DISCLAIMER : i don't own the characters mentioned .
NOTE : i was unsure if such a short piece could be submitted here , i couldn't find a word limit anywhere , but i figured i would go for it anyway . i'm sure you'll find that it looks better in the smallest view you can see it in ; it makes it look more like a letter .
I ached.
It wasn't in the good way that my fingers tingled and itched, curling against a cotton leg of my trousers. It was in agony. Pure and unadulterated, in its simplest and arguably most painful form. I was awake and suffering, all from my afflicted fingertips.
The only thing I could think to trace my twitching digits back to was you. Your absence is a hex that has no cure, a poison with no antidote. The ache travels, and it usually makes its home deep in my chest, nestled like a pup to its mother up against my aging heart. At times, it will choose my worn feet, or wander into my pounding head, but tonight it had rested in the very tip of my ragged fingers.
They ached and I am painfully aware of what it was they ached for. They ached to feel the thick tresses of your hair, locks that were always far too long to look remotely respectable and always impossibly soft. They twitched in longing for the smooth dip of your shoulder, that stretch of skin at the very top of your delicate arm, pulled taught over curving muscles. They yearned to feel the loving touch of your puckering lips, the same pair that had always been so shockingly soft and delicate. They itched for the warmth of your chest, that rippling expanse of flesh that had never been as tough at it seemed, the very same silky skin that could barely suppress the pounding of your big, tender heart.
I was going to write about the holiday, that perhaps it was this particular night that made me think of you, but to admit to that would be to lie to you as well as myself.
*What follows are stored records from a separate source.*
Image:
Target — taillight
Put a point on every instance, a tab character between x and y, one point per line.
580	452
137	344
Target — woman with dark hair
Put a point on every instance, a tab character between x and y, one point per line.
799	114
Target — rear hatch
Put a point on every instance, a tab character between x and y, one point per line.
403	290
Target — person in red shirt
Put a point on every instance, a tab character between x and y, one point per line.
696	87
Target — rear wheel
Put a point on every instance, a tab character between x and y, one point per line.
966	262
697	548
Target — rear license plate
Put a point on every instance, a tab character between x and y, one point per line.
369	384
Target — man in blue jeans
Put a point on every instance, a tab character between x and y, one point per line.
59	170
A night doesn't go by that I don't think of you; this night merely seemed worse. Worse could be construed as too harsh a word, for the twitching of longing fingers doesn't sound all that bad. It is a misery that I pray you never had to endure. It is a torture that can only be describe as self inflicted; I feel that to rip my hair out or claw at my own skin is the only way to be rid of the terrible feeling. There is only one who I could think to wish such an affliction on, and it is only because she was the one to cause its contraction in the first place.
I needed something to distract myself, to keep these cursed fingers of mine busy. That was when I grabbed this piece of parchment and this quill. Instead of laying in solitary and silent despair, I decided to compose this letter and do something productive with my time, a concept I know you and James had never understood. As I sit here with my aching fingers scrawling out my thoughts, I have come to a definite decision about you, my dearest friend.
Your curse is one I never wish to be taken from. I'd rather live out my life drowning in your loss than swimming calmly about shores you never touched. I'd rather reminisce about you're smiling mouth than never have touched it at all. I'd rather dream about the beloved heart stuck in your lifeless chest than ever sleep again.
Happy St. Valentine's Day, Padfoot. I will always be yours.